Well, incapable of completely following a recipe as I am, I had already decided when I bought this box-o-baking that I would coat the baking pan with a caramel-like layer as for Cranberry Upside-Down Cake (more on that later).  It was easy (1/3 cup light brown sugar, 2-3 tablespoons butter - melt over low heat until liquid and pour into your pan, tilting to coat), and would add more buttery lusciousness to these very tame rolls.  I prefer melted butter to oil when cinnamon is involved, so I melted 2 tablespoons of butter, let it cool, and added 1 tablespoon of walnut oil to the butter.  Then I mixed it all together, adding half and half instead of milk.  The dough was marvelously pliable but still dense.  It was quite possibly the easiest dough I have ever rolled out.  For the filling I slathered the (at least 2 tablespoons) of softened butter on the 8x12 (give or take) sheet of dough with my fingers (it was fantastic fun!

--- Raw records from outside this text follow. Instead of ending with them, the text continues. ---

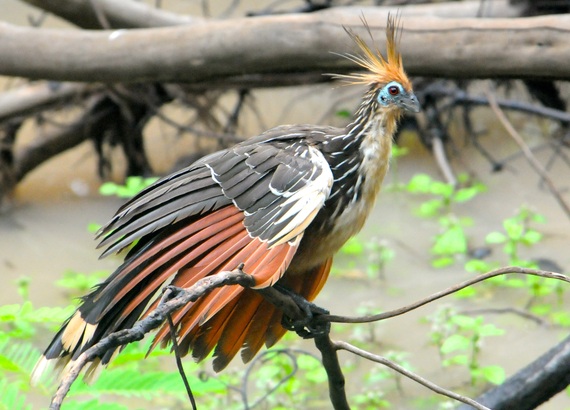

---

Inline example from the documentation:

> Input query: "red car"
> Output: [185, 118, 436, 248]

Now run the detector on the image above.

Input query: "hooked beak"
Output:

If you have little ones they'll love this step.) and then crumbled on the brown sugar/cinnamon/butter mixture as the box instructed me.  Then I rolled tightly, sliced, and set the coiled dough nubbins cut side down in my caramel. 

After 10 minutes of baking they looked like coiled rocks in molten poo.  After 15, they puffed encouragingly.  After 17, I could faintly smell burning sugar so they came out, ready or not.  I did my usual poking:  the dough sprang back, but felt a bit too soft.  I did my usual smelling:  no burnt smell detectable.  I did my usual cat-on-a-hot-tin-roof tasting too early when it's still too hot:  pretty good.  Though with oil instead of butter, the called for amount of butter instead of my generous slathering, and without my caramel, they would have been quite different.